A BRICS Deputy Foreign Ministers and Special Envoys meeting on the Middle East, held in New Delhi on April 24, 2026, ended without a joint statement after what diplomats described as 'very tense' negotiations. Iran pushed for language recognizing the US and Israel as having initiated the conflict, while the UAE — also a BRICS member — insisted on explicitly criticizing Iran for attacking Gulf states. India, as BRICS chair for 2026, attempted to tone down references to Israel and Palestine in the draft, which proved unacceptable to other members.
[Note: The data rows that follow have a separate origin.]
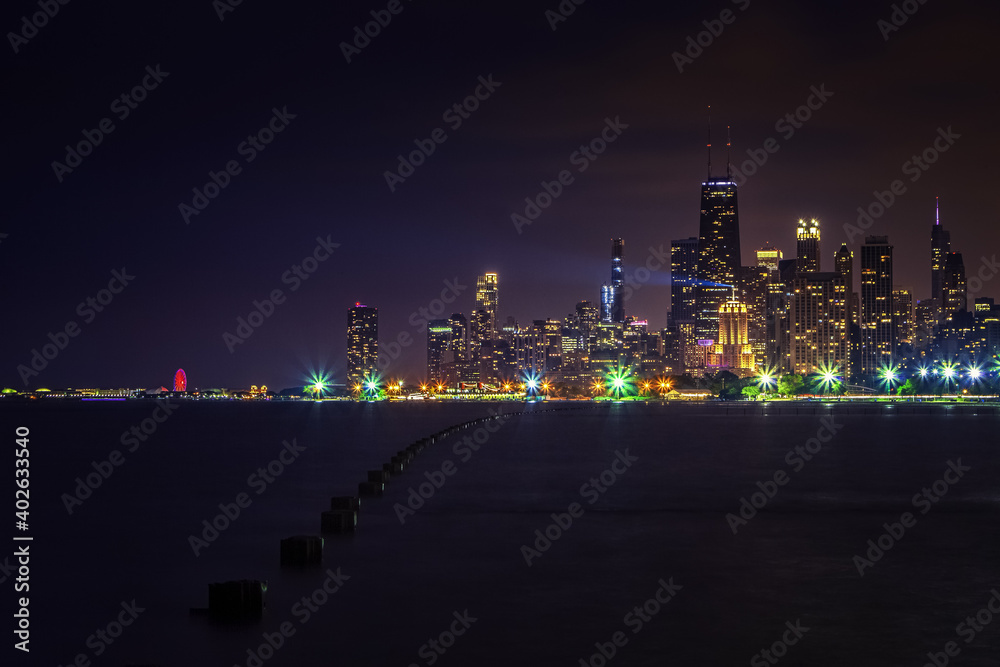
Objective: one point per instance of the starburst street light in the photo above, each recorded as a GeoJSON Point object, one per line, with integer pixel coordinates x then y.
{"type": "Point", "coordinates": [318, 384]}
{"type": "Point", "coordinates": [766, 380]}
{"type": "Point", "coordinates": [949, 371]}
{"type": "Point", "coordinates": [371, 384]}
{"type": "Point", "coordinates": [889, 376]}
{"type": "Point", "coordinates": [829, 377]}
{"type": "Point", "coordinates": [619, 383]}
{"type": "Point", "coordinates": [532, 383]}
{"type": "Point", "coordinates": [975, 372]}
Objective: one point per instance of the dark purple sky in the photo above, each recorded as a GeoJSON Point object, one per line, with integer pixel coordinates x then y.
{"type": "Point", "coordinates": [323, 174]}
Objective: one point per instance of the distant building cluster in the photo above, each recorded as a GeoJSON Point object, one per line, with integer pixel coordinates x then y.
{"type": "Point", "coordinates": [775, 316]}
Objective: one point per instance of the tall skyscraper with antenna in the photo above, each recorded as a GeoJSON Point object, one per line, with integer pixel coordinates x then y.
{"type": "Point", "coordinates": [940, 247]}
{"type": "Point", "coordinates": [719, 259]}
{"type": "Point", "coordinates": [613, 295]}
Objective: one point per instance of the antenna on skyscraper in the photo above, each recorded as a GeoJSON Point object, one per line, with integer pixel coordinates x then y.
{"type": "Point", "coordinates": [710, 142]}
{"type": "Point", "coordinates": [729, 164]}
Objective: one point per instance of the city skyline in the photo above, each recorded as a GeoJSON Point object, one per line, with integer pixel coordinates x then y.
{"type": "Point", "coordinates": [826, 112]}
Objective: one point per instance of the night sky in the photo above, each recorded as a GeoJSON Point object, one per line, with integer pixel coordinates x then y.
{"type": "Point", "coordinates": [220, 81]}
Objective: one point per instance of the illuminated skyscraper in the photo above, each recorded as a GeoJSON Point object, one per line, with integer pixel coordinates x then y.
{"type": "Point", "coordinates": [769, 256]}
{"type": "Point", "coordinates": [487, 299]}
{"type": "Point", "coordinates": [807, 244]}
{"type": "Point", "coordinates": [843, 262]}
{"type": "Point", "coordinates": [878, 336]}
{"type": "Point", "coordinates": [180, 380]}
{"type": "Point", "coordinates": [683, 301]}
{"type": "Point", "coordinates": [719, 259]}
{"type": "Point", "coordinates": [754, 287]}
{"type": "Point", "coordinates": [954, 291]}
{"type": "Point", "coordinates": [683, 272]}
{"type": "Point", "coordinates": [439, 335]}
{"type": "Point", "coordinates": [613, 295]}
{"type": "Point", "coordinates": [940, 247]}
{"type": "Point", "coordinates": [362, 342]}
{"type": "Point", "coordinates": [819, 324]}
{"type": "Point", "coordinates": [902, 313]}
{"type": "Point", "coordinates": [733, 349]}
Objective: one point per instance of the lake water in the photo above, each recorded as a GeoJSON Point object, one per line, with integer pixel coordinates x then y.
{"type": "Point", "coordinates": [662, 516]}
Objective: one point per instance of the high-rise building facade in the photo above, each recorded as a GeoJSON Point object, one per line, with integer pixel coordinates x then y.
{"type": "Point", "coordinates": [683, 301]}
{"type": "Point", "coordinates": [807, 243]}
{"type": "Point", "coordinates": [819, 324]}
{"type": "Point", "coordinates": [940, 247]}
{"type": "Point", "coordinates": [719, 258]}
{"type": "Point", "coordinates": [954, 290]}
{"type": "Point", "coordinates": [754, 288]}
{"type": "Point", "coordinates": [902, 313]}
{"type": "Point", "coordinates": [733, 350]}
{"type": "Point", "coordinates": [843, 262]}
{"type": "Point", "coordinates": [769, 256]}
{"type": "Point", "coordinates": [439, 335]}
{"type": "Point", "coordinates": [613, 295]}
{"type": "Point", "coordinates": [487, 300]}
{"type": "Point", "coordinates": [362, 342]}
{"type": "Point", "coordinates": [683, 278]}
{"type": "Point", "coordinates": [878, 335]}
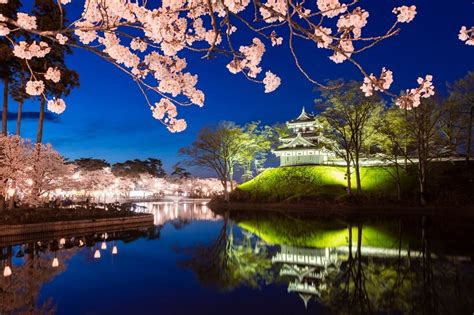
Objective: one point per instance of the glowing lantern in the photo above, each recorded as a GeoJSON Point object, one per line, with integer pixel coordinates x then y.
{"type": "Point", "coordinates": [7, 271]}
{"type": "Point", "coordinates": [97, 253]}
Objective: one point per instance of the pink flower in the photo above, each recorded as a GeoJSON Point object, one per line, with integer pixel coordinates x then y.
{"type": "Point", "coordinates": [405, 14]}
{"type": "Point", "coordinates": [56, 105]}
{"type": "Point", "coordinates": [26, 22]}
{"type": "Point", "coordinates": [34, 88]}
{"type": "Point", "coordinates": [271, 81]}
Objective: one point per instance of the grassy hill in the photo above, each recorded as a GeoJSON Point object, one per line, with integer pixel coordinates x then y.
{"type": "Point", "coordinates": [318, 182]}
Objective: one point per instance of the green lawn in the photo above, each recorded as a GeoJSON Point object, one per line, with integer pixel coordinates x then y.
{"type": "Point", "coordinates": [304, 233]}
{"type": "Point", "coordinates": [318, 182]}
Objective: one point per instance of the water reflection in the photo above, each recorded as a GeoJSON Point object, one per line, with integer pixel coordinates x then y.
{"type": "Point", "coordinates": [346, 267]}
{"type": "Point", "coordinates": [182, 212]}
{"type": "Point", "coordinates": [27, 267]}
{"type": "Point", "coordinates": [301, 264]}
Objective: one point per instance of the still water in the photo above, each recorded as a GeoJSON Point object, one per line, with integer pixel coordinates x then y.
{"type": "Point", "coordinates": [195, 262]}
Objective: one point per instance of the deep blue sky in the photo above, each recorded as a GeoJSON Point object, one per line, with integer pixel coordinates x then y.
{"type": "Point", "coordinates": [108, 118]}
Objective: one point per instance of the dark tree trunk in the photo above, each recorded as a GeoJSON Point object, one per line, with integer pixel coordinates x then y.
{"type": "Point", "coordinates": [5, 106]}
{"type": "Point", "coordinates": [358, 183]}
{"type": "Point", "coordinates": [39, 134]}
{"type": "Point", "coordinates": [18, 118]}
{"type": "Point", "coordinates": [469, 135]}
{"type": "Point", "coordinates": [348, 171]}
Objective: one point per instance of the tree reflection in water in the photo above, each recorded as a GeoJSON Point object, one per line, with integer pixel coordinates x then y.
{"type": "Point", "coordinates": [403, 266]}
{"type": "Point", "coordinates": [228, 263]}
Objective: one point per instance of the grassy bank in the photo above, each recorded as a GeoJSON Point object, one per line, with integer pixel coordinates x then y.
{"type": "Point", "coordinates": [451, 183]}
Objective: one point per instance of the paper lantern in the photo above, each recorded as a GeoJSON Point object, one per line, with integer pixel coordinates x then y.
{"type": "Point", "coordinates": [7, 271]}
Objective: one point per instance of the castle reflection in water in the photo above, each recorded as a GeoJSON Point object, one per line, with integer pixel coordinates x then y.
{"type": "Point", "coordinates": [347, 268]}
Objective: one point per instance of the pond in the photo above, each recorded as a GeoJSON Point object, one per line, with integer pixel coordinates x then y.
{"type": "Point", "coordinates": [194, 261]}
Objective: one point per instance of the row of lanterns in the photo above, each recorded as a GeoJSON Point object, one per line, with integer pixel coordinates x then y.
{"type": "Point", "coordinates": [7, 271]}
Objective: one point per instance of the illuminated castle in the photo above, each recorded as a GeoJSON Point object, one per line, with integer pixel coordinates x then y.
{"type": "Point", "coordinates": [306, 143]}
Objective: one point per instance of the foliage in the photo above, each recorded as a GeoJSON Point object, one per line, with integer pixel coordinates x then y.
{"type": "Point", "coordinates": [134, 168]}
{"type": "Point", "coordinates": [90, 164]}
{"type": "Point", "coordinates": [308, 182]}
{"type": "Point", "coordinates": [145, 42]}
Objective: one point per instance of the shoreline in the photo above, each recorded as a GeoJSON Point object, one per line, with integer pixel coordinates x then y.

India ultimately issued a Chair's Statement noting 'deep concern' but no consensus. The 10-nation bloc now includes members on opposing sides of active kinetic conflicts: Iran and the UAE/Saudi Arabia are both members. Congress leader Jairam Ramesh called the outcome 'shocking and shameful,' citing India's 'steadfast solidarity with the Israeli regime.' The BRICS leaders' summit is scheduled for September 12-13 in New Delhi.
Strategic interpretation
The BRICS impasse demonstrates that the bloc's 2024 enlargement — adding Iran, UAE, Saudi Arabia, Egypt, Ethiopia, and Indonesia — has made consensus geopolitically impossible when members are on opposing sides of active conflicts. India's chair position forces Modi into an untenable balancing act between Washington, Tel Aviv, and Tehran. The Chair's Statement workaround mirrors G20 tactics on Ukraine, signaling that BRICS functions better as a forum for bilateral sideline deals than as a cohesive geopolitical counterweight.